İçindeki babalık duygusu ile gizlice oğlu Mehmet’le tanışır. Babası olduğunu
bilmeyen Mehmet, Küçük Ağayı çok sever.
Kocasından
ayrı kalmanın hasreti ve sıkıntılı yılların yorgunluğu ile hastalanan Emine
daha fazla mücadele edemez ve ölür. Emine’nin öldüğü gün, Küçük Ağa da
Ankara’ya yolcudur. Yeni bir devir başlar. Bu devirde, Küçük Ağa; olumlu ve
olumsuz birçok olaya şahit olacak, saadet ve hüznü bir arada yaşayacaktır.
KİTABIN
ANA FİKRİ
Vatan ve millet sevgisi , bağımsızlık duygusu. Yakın
Türk tarihinde yaşanmış Millî Mücadele, milletin topyekun bir mücadelesidir.
Anadolu’da bir taraftan fedakâr, azimli ve ümitli insanların meşru müdafaa faaliyetleri; öbür taraftan istilacı, sinsi, menfaatperest ve emperyalist
milletlerin saldırıları, birlikte arzı endam eder.
Meşru
müdafaa hakkına dayanarak mücadelesini başlatan Türk milleti, sonunda
düşmanlarını yenmeyi başarır. Zafer elde edilir. Fakat, zaferden sonra
yapılacak işler daha bitmez. Yeni bir dönem başlar. Küçük Ağa da bu dönem
içindeki yerini almak üzere Ankara’ya gider.
KİTAPTAKİ
OLAYLARIN VE ŞAHISLARIN DEĞERLENDİRMESİ
Küçük Ağa(İstanbullu Hoca): Kurtuluş mücadelesine büyük hizmetler vermiş
binlerce kişiden biri.
Salih: Birinci Dünya Savaşında sağ kolunu kaybetmiş ve hayatının anlamını
Kurtuluş Mücadelesi ile tekrar kazanan biri.

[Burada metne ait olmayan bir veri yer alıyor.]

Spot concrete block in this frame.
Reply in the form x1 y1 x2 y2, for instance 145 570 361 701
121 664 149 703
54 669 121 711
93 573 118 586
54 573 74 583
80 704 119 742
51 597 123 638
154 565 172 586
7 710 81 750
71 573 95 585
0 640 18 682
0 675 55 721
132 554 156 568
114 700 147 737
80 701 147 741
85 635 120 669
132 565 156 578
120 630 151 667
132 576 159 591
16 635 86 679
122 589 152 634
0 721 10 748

Çerkez Ethem: Başlarda vatan ve millet için yeri tutulmaz
hizmetler vermiş , cephede büyük başarılar göstermiş, fakat düzenli orduya
geçme kararı alındığında tamamen zıt fikirleri benimsemiş ve zararlı olmuş bir
çete reisi.
Doktor Haydar Bey: Dünya Savaşında Yüzbaşı rütbesiyle görev yapmış
ve milli mücadele yıllarında Kuvayı Milliye’ye büyük hizmetler vermiş bir
asker.
Ali Emmi: Kurtuluşu Kuvayı Milliye’de gören ve çok büyük
fedakarlıklarda bulunan yaşlı bir vatandaş.
KİTAP HAKKINDA ŞAHSİ GÖRÜŞLER
Türk
Toplumunun verdiği en büyük milli mücadele örneği olan bağımsızlık ve Kurtuluş
Savaşı en gerçekçi biçimiyle bize ufacık bir parçasıyla yansıtılmıştır.Dönemin
zorlukları , şartları ve kişilerin fedakarlıkları abartısız biçimde
anlatılmıştır.Zafere olan inanç ve halkın dayanışması en çarpıcı biçimiyle
yansıtılmış ve kitapta adı geçen kişiler , binlerce benzerleri gibi verdikleri
üstün mücadelelerle gelecek günleri hazırlamışlardır.
KİTABIN
YAZARI HAKKINDA BİLGİ
2 Eylül 1918 tarihinde Akşehir'de doğdu. İlk ve ortaokulu
Akşehir'de okudu. İstanbul Lisesinin yatılı kısmında okurken bu lisenin yatılı
kısmının kapatılması üzerine kaydını Konya Lisesi'ne aldırdı ve liseyi burada
bitirdi. (1936). ). Lise yıllarında Tarık Nazım müstear ismiyle hikaye ve
şiirler yazmaya başlayan Tarık Buğra, İstanbul Üniversitesi Tıp ve Hukuk
fakültelerinde bir süre okuduktan sonra kaydolduğu Edebiyat Fakültesi Türk Dili
Edebiyatı Bölümünün son sınıfında ayrıldı. Askerlik hizmetinden sonra Şişli
Terakki Lisesinde muallim muavini olarak işe başladı.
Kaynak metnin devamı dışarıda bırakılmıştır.